A criação do plano foi anunciada em dezembro de 2005 e a previsão era de que os atendimentos começassem em abril. Apenas na semana passada o conselho que administra o plano concluiu o texto da regulamentação. Segundo Cecília, a intenção é oferecer serviços semelhantes aos demais planos. “Mas a lista de serviços pode aumentar”, diz. Só os exames mais sofisticados precisarão de autorização prévia. Trabalhos de prevenção e acompanhamentos psicológicos serão feitos nos centros de saúde.

Propaganda

Folhetos de planos de saúde distribuídos em Brasília apresentam a Unimed Confederação Centro-Oeste e Tocantins como “o plano de saúde dos servidores públicos e militares do GDF e do Governo Federal”. Mas a secretária nega a existência de contratos com a empresa. “Isso é propaganda enganosa, não contratamos plano de saúde no mercado porque estamos elaborando o nosso”, afirma Cecília Landim.

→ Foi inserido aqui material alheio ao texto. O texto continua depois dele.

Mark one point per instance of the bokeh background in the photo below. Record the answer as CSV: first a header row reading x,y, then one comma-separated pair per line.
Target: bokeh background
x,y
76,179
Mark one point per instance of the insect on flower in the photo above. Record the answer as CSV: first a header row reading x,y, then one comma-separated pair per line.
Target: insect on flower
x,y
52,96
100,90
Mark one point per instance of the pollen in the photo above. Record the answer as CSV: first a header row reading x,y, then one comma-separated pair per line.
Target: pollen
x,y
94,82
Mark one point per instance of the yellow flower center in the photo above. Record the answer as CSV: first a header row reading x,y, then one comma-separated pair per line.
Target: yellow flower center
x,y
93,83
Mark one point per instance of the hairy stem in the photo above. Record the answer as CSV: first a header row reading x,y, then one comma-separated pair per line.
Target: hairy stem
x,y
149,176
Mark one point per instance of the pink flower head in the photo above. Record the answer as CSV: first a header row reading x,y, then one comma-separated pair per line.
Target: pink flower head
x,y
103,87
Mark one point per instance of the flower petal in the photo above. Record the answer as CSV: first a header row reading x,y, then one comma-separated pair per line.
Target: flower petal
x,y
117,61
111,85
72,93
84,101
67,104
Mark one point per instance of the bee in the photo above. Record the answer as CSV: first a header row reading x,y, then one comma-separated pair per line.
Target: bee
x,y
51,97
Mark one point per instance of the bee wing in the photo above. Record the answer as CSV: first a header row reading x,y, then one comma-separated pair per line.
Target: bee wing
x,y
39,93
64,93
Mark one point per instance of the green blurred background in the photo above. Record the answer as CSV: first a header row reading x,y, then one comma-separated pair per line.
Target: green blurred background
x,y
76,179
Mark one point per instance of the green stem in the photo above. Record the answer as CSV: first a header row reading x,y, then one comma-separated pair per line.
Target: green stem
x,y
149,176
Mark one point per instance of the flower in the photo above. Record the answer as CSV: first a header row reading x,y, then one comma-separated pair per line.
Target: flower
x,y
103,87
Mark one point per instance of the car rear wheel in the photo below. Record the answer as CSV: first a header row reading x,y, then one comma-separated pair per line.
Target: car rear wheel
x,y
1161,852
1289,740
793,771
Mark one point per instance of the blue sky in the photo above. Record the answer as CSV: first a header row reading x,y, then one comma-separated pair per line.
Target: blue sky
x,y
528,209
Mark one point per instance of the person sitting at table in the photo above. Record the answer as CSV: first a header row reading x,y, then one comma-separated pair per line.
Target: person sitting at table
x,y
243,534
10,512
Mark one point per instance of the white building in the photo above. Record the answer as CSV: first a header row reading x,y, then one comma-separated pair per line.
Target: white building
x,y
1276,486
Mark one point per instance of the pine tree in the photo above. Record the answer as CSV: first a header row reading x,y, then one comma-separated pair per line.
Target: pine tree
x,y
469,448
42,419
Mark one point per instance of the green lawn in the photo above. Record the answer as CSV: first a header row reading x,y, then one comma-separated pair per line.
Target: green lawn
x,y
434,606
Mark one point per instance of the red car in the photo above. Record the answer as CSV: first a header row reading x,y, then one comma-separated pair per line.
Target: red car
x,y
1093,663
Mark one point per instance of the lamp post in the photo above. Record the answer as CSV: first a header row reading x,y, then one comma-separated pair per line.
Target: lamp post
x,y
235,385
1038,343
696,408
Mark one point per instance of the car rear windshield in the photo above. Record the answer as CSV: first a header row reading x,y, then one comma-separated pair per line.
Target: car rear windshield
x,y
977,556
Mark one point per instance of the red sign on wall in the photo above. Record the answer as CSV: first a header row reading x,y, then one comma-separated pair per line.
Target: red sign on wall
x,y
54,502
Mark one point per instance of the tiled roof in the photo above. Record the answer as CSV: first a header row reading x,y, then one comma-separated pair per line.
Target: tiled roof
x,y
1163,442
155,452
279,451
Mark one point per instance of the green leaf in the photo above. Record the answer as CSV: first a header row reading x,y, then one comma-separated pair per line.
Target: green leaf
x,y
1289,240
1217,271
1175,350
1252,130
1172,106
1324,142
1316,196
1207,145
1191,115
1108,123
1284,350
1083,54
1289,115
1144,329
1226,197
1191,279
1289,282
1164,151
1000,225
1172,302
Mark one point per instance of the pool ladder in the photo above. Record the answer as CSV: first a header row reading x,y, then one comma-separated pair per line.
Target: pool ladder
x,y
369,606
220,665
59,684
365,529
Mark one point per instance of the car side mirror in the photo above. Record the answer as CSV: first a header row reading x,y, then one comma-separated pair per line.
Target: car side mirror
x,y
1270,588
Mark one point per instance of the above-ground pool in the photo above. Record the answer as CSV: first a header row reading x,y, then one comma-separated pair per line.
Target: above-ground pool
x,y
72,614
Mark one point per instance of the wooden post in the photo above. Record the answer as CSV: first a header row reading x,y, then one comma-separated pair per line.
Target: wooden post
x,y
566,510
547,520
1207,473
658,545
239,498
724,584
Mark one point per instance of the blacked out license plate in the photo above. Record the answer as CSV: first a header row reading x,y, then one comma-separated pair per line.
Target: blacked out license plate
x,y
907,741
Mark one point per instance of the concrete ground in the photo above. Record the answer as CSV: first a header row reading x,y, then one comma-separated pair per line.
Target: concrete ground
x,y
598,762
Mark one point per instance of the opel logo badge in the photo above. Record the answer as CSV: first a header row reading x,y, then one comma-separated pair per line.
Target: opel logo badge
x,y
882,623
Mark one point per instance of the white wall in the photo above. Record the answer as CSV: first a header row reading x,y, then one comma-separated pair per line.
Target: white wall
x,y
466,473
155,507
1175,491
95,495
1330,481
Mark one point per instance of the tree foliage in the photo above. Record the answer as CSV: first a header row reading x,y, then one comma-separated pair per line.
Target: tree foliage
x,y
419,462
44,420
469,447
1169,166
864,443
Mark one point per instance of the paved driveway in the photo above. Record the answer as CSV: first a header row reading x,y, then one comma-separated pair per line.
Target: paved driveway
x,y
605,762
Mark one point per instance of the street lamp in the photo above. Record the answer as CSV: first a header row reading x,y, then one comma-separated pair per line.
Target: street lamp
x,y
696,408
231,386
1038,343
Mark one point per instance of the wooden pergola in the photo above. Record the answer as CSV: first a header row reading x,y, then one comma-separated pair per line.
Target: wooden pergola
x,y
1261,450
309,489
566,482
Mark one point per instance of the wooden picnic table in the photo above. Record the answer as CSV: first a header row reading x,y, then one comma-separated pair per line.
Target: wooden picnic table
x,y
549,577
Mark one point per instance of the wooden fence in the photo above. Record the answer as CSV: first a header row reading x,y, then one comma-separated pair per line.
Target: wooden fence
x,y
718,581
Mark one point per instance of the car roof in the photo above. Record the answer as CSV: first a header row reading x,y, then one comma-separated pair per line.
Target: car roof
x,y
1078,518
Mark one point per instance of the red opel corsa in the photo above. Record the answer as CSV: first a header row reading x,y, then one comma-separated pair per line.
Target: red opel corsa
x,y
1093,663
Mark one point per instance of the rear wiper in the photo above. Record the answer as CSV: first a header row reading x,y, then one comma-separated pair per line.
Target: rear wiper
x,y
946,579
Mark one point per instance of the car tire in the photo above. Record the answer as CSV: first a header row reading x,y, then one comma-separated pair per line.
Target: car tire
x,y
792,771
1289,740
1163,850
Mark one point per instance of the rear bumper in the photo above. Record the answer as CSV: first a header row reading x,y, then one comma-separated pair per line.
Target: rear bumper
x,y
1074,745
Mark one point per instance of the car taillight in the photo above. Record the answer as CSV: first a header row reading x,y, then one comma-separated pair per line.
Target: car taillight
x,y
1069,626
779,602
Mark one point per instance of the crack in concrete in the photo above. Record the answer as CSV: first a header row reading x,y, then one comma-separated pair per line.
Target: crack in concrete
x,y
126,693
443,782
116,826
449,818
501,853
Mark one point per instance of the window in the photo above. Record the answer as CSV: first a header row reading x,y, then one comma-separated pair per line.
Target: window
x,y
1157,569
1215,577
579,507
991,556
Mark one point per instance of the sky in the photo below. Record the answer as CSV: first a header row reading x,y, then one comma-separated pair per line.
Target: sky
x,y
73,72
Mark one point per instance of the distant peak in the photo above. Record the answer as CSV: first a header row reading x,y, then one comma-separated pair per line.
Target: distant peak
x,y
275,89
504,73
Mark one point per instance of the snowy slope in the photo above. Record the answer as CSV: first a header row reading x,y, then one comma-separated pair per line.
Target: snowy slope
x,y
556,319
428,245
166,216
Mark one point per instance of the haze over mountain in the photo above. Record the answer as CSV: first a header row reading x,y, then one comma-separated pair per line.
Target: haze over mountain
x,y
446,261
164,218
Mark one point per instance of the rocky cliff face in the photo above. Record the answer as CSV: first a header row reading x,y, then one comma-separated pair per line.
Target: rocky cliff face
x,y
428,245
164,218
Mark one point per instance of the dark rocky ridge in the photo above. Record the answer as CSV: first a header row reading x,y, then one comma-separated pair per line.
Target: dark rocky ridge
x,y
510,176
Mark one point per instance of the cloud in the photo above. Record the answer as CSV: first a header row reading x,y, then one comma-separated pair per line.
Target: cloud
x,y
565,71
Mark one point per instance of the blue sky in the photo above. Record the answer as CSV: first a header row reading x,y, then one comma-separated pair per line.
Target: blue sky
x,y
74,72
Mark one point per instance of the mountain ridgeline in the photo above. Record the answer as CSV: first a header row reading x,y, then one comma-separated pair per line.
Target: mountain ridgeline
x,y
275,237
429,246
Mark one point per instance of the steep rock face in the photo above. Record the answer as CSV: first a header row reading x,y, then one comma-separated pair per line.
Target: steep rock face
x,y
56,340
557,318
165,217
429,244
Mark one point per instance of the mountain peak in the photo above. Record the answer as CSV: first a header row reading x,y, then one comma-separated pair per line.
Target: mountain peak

De acordo com a Unimed, o folheto é elaborado pelo Afinidade Clube, responsável pela venda de planos de saúde da empresa. “Eles fazem contratos com associações de servidores do GDF”, explica Marcos Héber da Silva, executivo de negócios da Unimed. A secretária, no entanto, defende que essa informação esteja explícita no texto. “Eles têm de dizer com que associação fecharam o negócio. Da forma como está, entendemos que atendem a todos os servidores”, afirma. Silva garante que recomendou a suspensão da publicidade.

Segundo o Afinidade Clube, trata-se de um plano empresarial estipulado pela Ordem Brasileira de Assistência ao Servidor Público, que aceita servidores dos governos local e federal, assim como outras entidades de classe. A empresa diz que as publicidades são previamente aprovadas pelas operadoras que, nesse caso, é a Unimed. “Jamais divulgamos qualquer contrato direto com o GDF”, diz Farias Sousa, diretor do Afinidade.